Digital NSW 2025: John MacKenney & Charlie Sukkar on Readying for the AI era

John Mackenney is revealing the state of digital service delivery and AI readiness across government. And hear from Charlie Sukkar, as he shares insights into an ambitious AI-driven initiative to modernise 2,200 school websites.

“Beyond Digital: Readying for the AI Era” explores how governments must adapt to the evolving landscape of AI-driven service delivery. McEneaney opened with a familiar challenge: citizens now consume over eight hours of digital media daily, across countless channels — and government needs to cut through with experiences that are not only engaging but trusted and accessible for all.

He outlined Adobe’s core focus areas for public sector transformation: creating high-quality content that clearly communicates government intent, modernizing documents for an AI-enabled workflow, and building immersive, reliable digital experiences. Yet, unlike private organisations, governments must design for every resident — and increasingly tailor services to individuals, on their terms, across evolving interfaces that governments no longer fully control.

McEneaney highlighted a key shift: large language models are becoming the primary gateway between citizens and government information. This means agencies must optimise for discoverability, accuracy, and trustworthiness in ways they’ve never needed to before.

To assess readiness, Adobe expanded its annual Digital Government Index, measuring 115 agencies globally (15 in Australia), using updated indicators that look beyond traditional website performance and accessibility toward personalization and AI readiness. Australia ranked second overall, averaging 7/10 — a positive yet still signifying a long road ahead.

Under the surface, citizen expectations are expanding faster than government improvements. While site speed and accessibility have seen incremental gains, fragmentation across agencies still produces inconsistent service journeys, leaving satisfaction flat. Personalisation remains limited, especially in registration, login, and complex form experiences.

A standout finding: despite faster websites, site authority and platform health across Australia are declining, which reduces the likelihood that government content will become a trusted source for AI-driven systems. Multilingual content and readability also lag nationally.

But NSW remains the exception.
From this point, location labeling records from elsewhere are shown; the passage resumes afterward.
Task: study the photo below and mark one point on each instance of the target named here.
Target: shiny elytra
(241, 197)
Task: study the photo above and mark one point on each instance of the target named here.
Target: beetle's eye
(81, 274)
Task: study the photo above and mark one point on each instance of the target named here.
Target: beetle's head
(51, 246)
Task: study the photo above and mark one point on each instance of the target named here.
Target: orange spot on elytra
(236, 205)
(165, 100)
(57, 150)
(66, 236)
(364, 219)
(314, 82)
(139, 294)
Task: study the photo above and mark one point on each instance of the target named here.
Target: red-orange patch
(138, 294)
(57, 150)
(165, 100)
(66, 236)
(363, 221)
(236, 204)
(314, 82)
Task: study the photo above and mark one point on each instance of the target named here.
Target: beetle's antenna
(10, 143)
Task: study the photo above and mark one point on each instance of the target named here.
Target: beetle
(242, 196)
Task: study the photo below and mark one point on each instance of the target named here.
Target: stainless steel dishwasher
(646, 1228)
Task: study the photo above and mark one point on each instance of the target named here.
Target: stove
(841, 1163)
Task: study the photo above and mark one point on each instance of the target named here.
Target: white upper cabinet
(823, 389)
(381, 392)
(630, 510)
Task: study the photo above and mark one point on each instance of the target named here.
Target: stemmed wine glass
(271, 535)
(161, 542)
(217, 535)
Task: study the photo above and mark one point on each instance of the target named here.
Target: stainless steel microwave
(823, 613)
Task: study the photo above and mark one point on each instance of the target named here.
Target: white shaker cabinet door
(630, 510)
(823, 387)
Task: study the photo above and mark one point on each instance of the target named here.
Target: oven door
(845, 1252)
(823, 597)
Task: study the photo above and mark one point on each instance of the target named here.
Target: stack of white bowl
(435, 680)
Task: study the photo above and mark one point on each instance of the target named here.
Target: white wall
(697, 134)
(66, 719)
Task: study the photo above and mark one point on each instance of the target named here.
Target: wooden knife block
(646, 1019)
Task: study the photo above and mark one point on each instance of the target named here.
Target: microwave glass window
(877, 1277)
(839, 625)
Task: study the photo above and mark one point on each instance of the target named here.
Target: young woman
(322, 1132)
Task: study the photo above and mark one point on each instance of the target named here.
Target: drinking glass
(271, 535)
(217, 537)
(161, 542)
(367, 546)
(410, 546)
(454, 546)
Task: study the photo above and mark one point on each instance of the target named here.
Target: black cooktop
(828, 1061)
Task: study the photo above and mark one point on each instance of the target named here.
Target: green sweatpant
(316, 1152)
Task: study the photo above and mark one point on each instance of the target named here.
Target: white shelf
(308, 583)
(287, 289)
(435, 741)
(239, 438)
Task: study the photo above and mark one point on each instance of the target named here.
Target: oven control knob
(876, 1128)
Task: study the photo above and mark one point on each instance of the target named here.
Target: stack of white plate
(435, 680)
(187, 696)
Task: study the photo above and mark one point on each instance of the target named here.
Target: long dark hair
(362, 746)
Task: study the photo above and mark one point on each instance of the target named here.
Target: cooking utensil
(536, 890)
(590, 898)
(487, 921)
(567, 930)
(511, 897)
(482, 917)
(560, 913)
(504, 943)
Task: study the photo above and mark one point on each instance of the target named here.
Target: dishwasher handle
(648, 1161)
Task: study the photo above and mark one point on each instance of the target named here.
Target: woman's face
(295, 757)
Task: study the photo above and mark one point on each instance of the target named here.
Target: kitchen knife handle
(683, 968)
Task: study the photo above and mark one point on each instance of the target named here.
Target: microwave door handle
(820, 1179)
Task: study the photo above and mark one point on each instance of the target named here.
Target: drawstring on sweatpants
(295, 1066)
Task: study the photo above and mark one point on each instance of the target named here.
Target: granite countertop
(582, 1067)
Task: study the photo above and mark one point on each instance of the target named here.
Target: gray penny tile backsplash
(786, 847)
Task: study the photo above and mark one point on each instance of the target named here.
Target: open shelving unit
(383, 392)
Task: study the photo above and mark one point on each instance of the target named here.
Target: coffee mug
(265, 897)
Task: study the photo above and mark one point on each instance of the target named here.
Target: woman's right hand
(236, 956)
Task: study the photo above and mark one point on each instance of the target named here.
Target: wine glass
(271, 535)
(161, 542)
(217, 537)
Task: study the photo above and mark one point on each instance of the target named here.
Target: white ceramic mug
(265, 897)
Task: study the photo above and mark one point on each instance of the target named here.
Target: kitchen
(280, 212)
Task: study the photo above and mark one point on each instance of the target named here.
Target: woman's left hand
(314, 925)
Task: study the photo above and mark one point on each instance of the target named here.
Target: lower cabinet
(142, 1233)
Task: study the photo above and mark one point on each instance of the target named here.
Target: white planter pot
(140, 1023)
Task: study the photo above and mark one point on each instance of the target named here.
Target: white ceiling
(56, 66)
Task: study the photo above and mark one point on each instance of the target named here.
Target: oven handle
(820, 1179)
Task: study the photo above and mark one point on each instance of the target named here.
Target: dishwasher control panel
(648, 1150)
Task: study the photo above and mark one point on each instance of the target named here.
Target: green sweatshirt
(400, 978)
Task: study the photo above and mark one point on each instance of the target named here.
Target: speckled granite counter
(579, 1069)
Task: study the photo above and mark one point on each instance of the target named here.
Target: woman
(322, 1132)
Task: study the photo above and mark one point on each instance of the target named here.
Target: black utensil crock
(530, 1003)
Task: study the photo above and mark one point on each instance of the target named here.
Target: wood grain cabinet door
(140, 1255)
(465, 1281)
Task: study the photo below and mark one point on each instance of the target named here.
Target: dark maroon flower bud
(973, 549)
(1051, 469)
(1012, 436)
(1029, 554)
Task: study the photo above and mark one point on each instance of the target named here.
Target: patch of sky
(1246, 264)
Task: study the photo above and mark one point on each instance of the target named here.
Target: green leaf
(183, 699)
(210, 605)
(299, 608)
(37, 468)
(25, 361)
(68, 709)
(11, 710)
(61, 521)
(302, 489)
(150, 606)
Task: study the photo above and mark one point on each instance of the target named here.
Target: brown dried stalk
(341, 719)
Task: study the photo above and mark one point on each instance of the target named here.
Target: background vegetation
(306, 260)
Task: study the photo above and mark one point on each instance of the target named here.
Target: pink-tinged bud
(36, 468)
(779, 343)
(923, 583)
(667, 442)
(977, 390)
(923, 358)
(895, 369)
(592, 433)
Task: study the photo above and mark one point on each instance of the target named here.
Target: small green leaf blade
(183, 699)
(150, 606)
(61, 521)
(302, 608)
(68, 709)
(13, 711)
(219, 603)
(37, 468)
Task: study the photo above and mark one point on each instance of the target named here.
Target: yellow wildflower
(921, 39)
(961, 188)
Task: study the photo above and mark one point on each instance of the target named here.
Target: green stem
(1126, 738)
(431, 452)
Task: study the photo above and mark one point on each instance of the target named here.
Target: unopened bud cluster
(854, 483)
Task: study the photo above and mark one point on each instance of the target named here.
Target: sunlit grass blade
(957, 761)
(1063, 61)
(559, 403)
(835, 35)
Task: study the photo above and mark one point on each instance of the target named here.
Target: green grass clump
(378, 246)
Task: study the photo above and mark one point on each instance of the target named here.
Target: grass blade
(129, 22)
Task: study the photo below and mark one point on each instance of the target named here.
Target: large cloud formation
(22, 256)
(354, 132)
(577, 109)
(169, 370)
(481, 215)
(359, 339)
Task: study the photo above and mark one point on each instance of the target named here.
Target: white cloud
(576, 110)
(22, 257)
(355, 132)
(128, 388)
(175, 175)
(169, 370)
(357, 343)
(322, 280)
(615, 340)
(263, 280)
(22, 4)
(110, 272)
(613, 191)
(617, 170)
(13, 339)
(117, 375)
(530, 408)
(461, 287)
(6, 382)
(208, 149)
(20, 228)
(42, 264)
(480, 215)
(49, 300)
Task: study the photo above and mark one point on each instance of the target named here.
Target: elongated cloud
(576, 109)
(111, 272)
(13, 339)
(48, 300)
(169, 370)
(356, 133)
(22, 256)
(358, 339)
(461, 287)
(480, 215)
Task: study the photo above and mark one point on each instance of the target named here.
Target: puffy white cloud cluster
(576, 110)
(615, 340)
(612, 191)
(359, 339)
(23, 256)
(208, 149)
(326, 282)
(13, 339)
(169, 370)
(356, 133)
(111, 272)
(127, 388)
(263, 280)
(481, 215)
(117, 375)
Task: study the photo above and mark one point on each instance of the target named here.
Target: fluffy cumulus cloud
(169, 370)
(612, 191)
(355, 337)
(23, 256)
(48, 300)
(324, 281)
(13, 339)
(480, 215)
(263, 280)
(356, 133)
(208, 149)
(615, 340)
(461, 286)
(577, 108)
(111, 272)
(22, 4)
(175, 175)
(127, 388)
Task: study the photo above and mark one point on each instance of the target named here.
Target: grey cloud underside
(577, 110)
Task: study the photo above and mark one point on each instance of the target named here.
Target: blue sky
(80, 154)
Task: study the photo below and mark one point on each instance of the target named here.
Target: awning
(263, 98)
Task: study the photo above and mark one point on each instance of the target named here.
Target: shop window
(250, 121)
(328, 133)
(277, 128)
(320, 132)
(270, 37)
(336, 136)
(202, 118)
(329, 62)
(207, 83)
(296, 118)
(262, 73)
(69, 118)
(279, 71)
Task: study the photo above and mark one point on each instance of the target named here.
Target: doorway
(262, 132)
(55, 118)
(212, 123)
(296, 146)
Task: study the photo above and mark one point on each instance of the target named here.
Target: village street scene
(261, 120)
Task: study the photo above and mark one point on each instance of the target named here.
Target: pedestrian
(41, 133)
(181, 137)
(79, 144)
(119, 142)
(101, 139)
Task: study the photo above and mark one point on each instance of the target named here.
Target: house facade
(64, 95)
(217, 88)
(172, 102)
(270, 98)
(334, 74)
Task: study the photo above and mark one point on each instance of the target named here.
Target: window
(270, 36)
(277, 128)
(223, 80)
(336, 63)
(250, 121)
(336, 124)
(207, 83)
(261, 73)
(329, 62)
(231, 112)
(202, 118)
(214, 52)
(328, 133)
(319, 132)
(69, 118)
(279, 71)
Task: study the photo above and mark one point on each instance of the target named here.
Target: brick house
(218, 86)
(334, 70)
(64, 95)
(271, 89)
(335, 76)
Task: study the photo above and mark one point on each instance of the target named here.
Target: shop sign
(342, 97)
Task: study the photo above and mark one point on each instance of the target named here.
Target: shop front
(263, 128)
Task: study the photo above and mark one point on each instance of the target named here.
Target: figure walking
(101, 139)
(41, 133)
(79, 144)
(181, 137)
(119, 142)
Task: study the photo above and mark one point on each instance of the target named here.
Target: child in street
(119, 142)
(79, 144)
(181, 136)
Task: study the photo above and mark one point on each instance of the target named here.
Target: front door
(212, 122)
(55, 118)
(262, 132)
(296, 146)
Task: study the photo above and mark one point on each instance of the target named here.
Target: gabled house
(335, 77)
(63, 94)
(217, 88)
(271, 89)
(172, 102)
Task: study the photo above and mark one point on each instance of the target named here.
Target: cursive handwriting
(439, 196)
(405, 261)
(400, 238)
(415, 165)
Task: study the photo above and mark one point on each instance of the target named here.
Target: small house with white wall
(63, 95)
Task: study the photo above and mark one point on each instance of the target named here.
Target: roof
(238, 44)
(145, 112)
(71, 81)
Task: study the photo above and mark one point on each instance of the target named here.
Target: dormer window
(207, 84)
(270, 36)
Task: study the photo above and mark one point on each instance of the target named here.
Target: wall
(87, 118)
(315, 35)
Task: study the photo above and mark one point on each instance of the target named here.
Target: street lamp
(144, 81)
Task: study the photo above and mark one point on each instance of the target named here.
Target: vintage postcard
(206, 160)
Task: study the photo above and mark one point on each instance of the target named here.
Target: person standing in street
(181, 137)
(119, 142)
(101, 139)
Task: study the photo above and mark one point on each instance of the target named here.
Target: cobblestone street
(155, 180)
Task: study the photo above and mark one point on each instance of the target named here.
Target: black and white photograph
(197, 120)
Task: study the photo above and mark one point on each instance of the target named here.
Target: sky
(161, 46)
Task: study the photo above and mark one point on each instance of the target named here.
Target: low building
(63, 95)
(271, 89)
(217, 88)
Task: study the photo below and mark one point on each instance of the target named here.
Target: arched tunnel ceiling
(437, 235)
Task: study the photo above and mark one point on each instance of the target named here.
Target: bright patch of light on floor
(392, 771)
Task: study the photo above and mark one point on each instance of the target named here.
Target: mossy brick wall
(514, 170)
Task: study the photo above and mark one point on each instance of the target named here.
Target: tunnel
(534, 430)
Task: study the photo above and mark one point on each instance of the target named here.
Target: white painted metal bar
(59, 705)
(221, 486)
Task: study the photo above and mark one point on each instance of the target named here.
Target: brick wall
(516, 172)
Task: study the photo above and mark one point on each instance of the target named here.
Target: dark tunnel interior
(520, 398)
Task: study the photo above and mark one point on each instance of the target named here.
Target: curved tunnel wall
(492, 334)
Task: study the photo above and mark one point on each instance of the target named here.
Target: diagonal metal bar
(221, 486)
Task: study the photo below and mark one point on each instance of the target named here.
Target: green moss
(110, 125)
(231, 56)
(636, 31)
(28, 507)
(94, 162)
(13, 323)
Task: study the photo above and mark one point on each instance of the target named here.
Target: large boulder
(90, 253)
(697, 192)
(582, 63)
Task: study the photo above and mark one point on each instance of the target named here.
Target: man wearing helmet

Out of 113 assessed agencies nationwide, NSW ranked #1, achieving perfect scores in accessibility, readability, and multilingual content — leading not just domestically but globally.

Looking ahead, McEneaney emphasised three essentials for governments preparing for the AI horizon:

  1. Trust & Authority — fast, credible, structured, and authoritative digital sources.

  2. Brand-Relevant Content — policy information that adapts to user personas, not just one-size-fits-all pages.

  3. AI-Ready Platforms — systems optimised for discoverability, personalisation, and future agent-based service delivery.